Pak Bandi tersenyum lebar kepada Anjas dan Tia. Ia juga berkata kepada Tia, "Silakan duduk, Nak. Ini teman Nak Anjas ya ?" Anjas menjawab sambil tersenyum, "Pak, Bu.....ini Tia. Tia ini.....calon isteri saya. Tia menoleh dan melihat wajah Anjas yang serba salah. Sungguh ucapan yang sangat manis dari seorang Anjas. Lebih indah didengar daripada seribu pernyataan cinta.
Suara ketukan keras di pintu kamarnyà membuyarkan seluruh lamunan Tia. Ia membuka pintu dengan malas. Ternyata Dara, teman sebelah kamarnya yang mengajak untuk membeli nasi goreng di ujung jalan.
Dua bulan kemudian, Tia lulus dan diwisuda sebagai sarjana hukum. Ayah, ibu dan Anjas mendampinginya saat wisuda. Enam bulan kemudian, terjadilah hal yang menjadi kehendak Allah. Anjas mengalami kecelakaan saat pulang kerja. Motor yang dikendarainya ditabrak dengan keras oleh sebuah truk dari arah berlawanan. Motornya masuk ke bagian kolong truk, ia mengalami perdarahan hebat di bagian kepala. Walaupun langsung dibawa ke rumah sakit, nyawanya tidak dapat diselamatkan.

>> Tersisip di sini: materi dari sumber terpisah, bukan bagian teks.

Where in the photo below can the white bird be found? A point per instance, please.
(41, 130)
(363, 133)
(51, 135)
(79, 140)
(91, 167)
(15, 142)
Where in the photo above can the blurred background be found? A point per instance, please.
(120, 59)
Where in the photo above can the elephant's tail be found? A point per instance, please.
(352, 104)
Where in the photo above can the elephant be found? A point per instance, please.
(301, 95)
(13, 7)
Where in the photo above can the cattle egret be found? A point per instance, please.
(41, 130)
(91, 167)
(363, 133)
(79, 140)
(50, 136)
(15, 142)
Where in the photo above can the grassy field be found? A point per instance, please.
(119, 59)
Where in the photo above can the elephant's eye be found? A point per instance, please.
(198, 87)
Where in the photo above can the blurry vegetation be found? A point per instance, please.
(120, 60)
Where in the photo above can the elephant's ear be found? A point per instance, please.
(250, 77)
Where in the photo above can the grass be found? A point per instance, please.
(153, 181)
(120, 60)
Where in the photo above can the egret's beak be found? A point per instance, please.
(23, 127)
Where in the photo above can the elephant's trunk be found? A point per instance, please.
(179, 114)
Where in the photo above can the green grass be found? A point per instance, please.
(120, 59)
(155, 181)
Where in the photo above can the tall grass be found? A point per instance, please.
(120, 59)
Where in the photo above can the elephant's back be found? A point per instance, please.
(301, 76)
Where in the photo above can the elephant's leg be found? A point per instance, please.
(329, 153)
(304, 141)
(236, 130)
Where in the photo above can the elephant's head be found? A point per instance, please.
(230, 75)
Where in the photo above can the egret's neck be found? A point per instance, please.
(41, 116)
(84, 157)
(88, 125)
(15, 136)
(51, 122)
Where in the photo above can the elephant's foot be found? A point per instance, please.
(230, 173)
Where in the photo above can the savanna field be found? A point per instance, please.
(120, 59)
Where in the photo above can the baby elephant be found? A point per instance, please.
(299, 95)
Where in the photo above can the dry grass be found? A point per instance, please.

Tia yang langsung datang ke rumah sakit begitu mendapat kabar, hanya melihat jasad Anjas yang sudah ditutup kain putih. Ia bahkan tidak diperbolehkan melihat wajah Anjas untuk terakhir kali.
Dua tahun telah berlalu. Tia masih rajin mendatangi pusara Anjas dan mendoakannya. Anjas memang sudah tidak bersamanya lagi tapi kenangan indah bersamanya tak akan pernah hilang.